I’m intensely skeptical of this line of argument, based largely on what happens when you break things down by age. As you can see here, (A) older Millennials spent their 20s in years when twentysomething fertility was doing okay (basically the 2000s, when either the Great Recession hadn’t happened yet or the big decline was only starting), so you wouldn’t expect us to be hit that hard; and (B) since then, fertility has been declining in the prime childbearing years way, way more than it’s been increasing for older women. (Data from Table 2 here.)
As Bechhofer pointed out to me, it can also be useful to map these data to cohorts, which is pretty easy to approximate from the same data. For example, 22 is the midpoint of the 20-24 age group, and people born in 1990 turned 22 in 2012, so I treat the 2012 rate for 20-24-year-olds as the 1990 cohort’s rate in that age range.
Your mileage may vary, I suppose, but to me this shows that while there was a healthy mix of increases and decreases for cohorts from the mid-’70s up to about 1985—i.e., these cohorts each lived through a mix of higher- and lower-fertility periods at different ages—things look brutal for Gen Z. Twentysomething (and, fortunately, teen) fertility is way down. Even the 30-34 group stopped rising with those born in the mid-’80s! We’re left hoping for a fertility explosion among those 35-44, or perhaps even above that, where women have historically had extremely few kids.
When you sum up the numbers vertically for each cohort, multiply by five (as these are five-year bins), and divide by 1,000 (as these are per 1,000 women), you can approximate the completed fertility for the cohort, which came to a bit above 2.1 for us Oregon Trail fans. As an exercise, I asked the question: If we start with the fertility rates we know, and assume flat lines after that for those below age 35 (a conservative assumption because these are actually trending down), what has to happen with the two older age groups to hold completed fertility steady at the value of the 1981 cohort, the last the CDC table provides full data for?
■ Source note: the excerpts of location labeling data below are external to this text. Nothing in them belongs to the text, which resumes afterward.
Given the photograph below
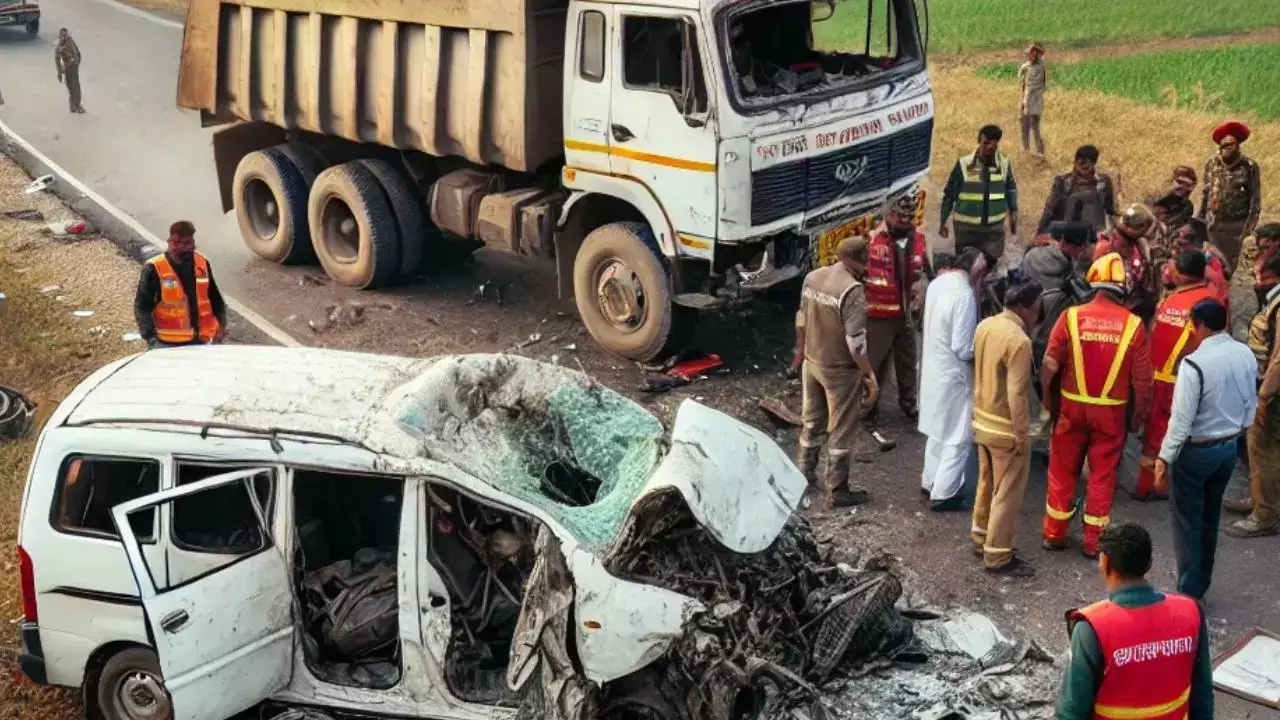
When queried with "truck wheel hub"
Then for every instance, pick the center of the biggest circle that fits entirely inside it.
(621, 296)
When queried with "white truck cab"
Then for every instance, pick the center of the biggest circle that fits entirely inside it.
(209, 529)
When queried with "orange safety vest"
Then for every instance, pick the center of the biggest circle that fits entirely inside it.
(1173, 329)
(1101, 333)
(883, 295)
(172, 314)
(1147, 657)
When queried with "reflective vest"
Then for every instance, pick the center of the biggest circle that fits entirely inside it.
(1147, 657)
(1100, 333)
(172, 314)
(883, 292)
(1262, 333)
(1173, 329)
(982, 199)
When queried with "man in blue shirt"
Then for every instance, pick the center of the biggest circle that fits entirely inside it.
(1215, 400)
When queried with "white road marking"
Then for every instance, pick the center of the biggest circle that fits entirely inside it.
(144, 14)
(234, 305)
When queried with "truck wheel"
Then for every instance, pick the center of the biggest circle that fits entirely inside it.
(132, 688)
(352, 227)
(407, 210)
(272, 208)
(624, 294)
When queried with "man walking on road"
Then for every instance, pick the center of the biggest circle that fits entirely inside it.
(1096, 352)
(897, 267)
(67, 58)
(831, 336)
(1112, 670)
(1032, 80)
(1173, 337)
(982, 195)
(178, 301)
(1232, 199)
(946, 377)
(1001, 425)
(1214, 402)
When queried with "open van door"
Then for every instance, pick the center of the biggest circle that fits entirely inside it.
(225, 637)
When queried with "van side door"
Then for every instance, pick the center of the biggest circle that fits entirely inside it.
(224, 638)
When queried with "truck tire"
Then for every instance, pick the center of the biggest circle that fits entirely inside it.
(352, 227)
(408, 214)
(624, 294)
(272, 208)
(132, 688)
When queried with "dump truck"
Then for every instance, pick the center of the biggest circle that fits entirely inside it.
(664, 156)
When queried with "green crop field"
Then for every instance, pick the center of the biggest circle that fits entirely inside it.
(960, 26)
(1228, 77)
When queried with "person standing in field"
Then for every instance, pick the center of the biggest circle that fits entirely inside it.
(1232, 199)
(67, 58)
(1032, 77)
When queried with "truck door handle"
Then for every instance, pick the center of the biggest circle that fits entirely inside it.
(174, 621)
(621, 133)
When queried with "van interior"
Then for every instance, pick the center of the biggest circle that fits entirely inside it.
(347, 532)
(484, 555)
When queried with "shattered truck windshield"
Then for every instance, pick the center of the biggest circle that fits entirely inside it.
(777, 51)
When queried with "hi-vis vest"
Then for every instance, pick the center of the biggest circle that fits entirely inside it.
(1262, 333)
(982, 203)
(1101, 335)
(1173, 329)
(172, 314)
(883, 295)
(1147, 657)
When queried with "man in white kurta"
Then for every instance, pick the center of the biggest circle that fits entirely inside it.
(946, 378)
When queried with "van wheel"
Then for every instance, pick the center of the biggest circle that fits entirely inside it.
(624, 295)
(132, 688)
(408, 214)
(272, 208)
(352, 227)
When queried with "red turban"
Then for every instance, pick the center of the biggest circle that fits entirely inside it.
(1239, 131)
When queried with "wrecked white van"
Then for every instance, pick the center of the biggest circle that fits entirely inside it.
(321, 533)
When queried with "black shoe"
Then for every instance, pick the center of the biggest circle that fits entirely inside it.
(1015, 568)
(845, 497)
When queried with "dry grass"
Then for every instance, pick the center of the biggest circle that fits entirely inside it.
(45, 351)
(1141, 145)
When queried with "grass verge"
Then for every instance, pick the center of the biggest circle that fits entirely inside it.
(1225, 77)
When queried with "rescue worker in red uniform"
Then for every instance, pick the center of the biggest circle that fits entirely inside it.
(1141, 652)
(1171, 338)
(897, 267)
(1128, 240)
(177, 301)
(1096, 351)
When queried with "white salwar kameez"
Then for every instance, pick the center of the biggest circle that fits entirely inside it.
(946, 383)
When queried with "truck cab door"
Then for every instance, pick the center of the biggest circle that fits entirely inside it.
(662, 122)
(224, 638)
(588, 86)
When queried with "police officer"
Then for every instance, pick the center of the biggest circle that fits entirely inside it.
(831, 338)
(178, 301)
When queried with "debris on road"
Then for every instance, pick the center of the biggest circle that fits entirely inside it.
(17, 411)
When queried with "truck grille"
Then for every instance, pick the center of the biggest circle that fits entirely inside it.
(813, 182)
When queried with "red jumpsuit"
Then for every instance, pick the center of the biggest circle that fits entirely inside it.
(1101, 350)
(1171, 340)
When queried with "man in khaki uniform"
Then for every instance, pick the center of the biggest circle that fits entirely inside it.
(1001, 424)
(831, 335)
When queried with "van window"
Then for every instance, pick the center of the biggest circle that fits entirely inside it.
(90, 487)
(592, 60)
(219, 520)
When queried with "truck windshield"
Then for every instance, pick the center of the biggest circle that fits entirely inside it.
(778, 50)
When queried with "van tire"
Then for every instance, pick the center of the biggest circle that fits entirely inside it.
(270, 199)
(408, 214)
(352, 227)
(133, 669)
(647, 324)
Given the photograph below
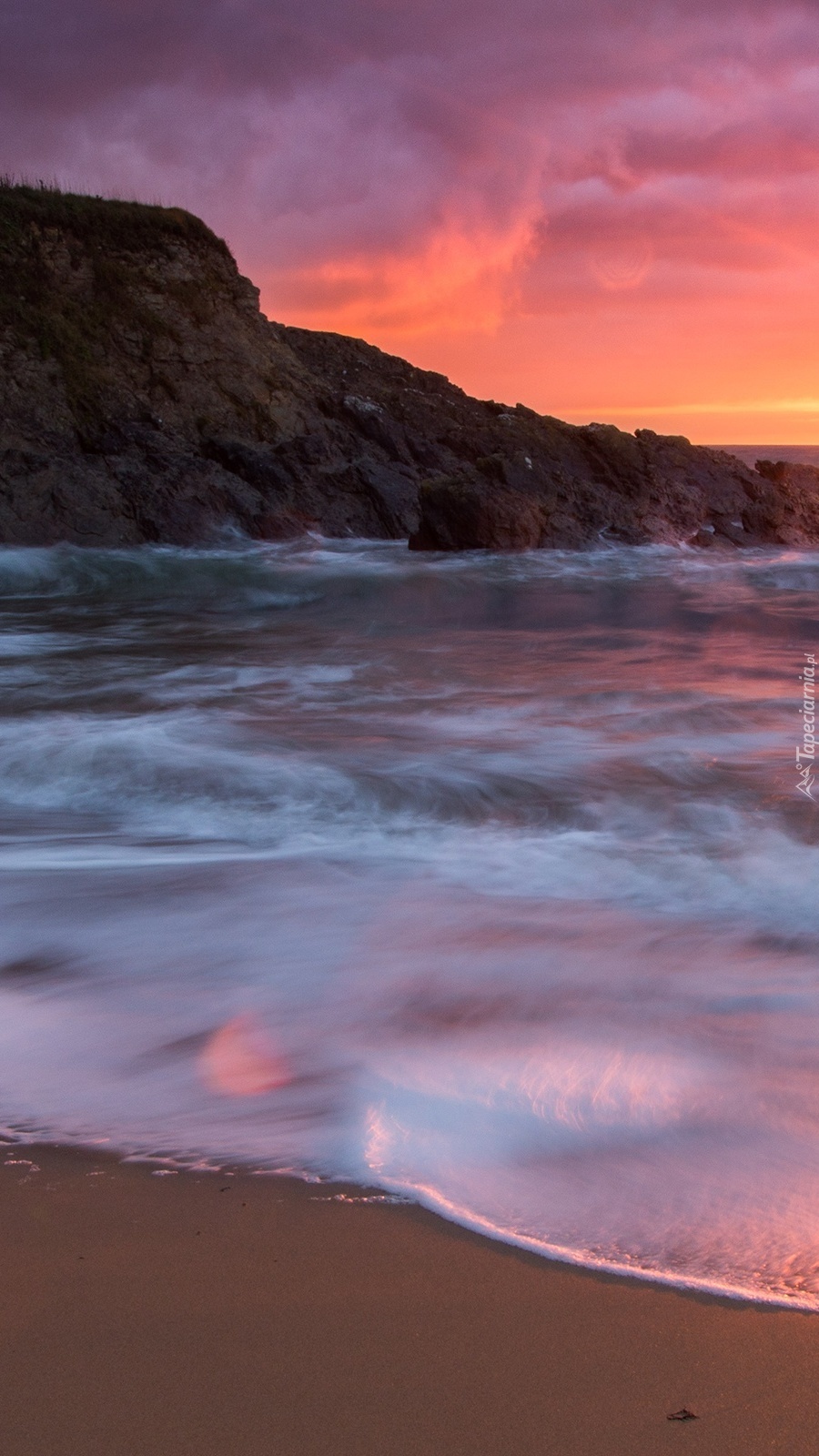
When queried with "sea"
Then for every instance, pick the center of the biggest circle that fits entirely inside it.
(484, 881)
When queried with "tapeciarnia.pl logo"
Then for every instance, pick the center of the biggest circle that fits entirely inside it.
(807, 752)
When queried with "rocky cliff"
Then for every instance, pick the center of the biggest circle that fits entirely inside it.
(145, 398)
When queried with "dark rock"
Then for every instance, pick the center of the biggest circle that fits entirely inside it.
(145, 398)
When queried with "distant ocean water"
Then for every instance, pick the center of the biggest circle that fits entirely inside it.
(796, 455)
(480, 878)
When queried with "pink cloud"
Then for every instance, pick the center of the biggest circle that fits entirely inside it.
(395, 167)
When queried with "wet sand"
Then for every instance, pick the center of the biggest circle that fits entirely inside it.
(205, 1314)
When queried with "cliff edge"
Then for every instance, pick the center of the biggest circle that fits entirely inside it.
(145, 398)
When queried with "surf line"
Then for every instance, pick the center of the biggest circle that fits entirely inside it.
(807, 679)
Here are the results, starting with the 1978 cohort. When both the 35-39 and the 40-44 bins are missing, I had them increase over the previous year by the same proportion as needed to keep completed fertility even.
My intemperate hot take is that you’re delusional if you think anything like this is going to happen. TFR is indeed a quirky measure and might exaggerate the final extent of the problem, but it’s not hallucinating the problem entirely. Fertility is going down and 40-year-old women are not about to start popping out tons of kids to stop it.
My more considered take is that while I do think it highly unlikely, two possibilities are worth stressing:
If infertility treatments improve drastically and there are enough older couples who don’t mind the thought of having teenagers in their 60s, that could totally change the math.
Gen Z is highly susceptible to social contagions. Maybe they’ll all decide they have baby fever at the same time. I’m not even half joking when I say this.
Help us, Taylor Swift!






This comes across as odd to me because it scopes the problem to U.S. fertility.
Fertility is declining globally, with countries simply at different points on the same trajectory (ex: South Korea ahead, Nigeria behind). Immigration mostly adds noise rather than changing the underlying dynamics, and for various reasons (geographic breadth, population composition, etc) the U.S. is probably among the noisiest datasets to analyze.
If you wanted a cleaner case, Poland strikes me as a good candidate for studying fertility decline.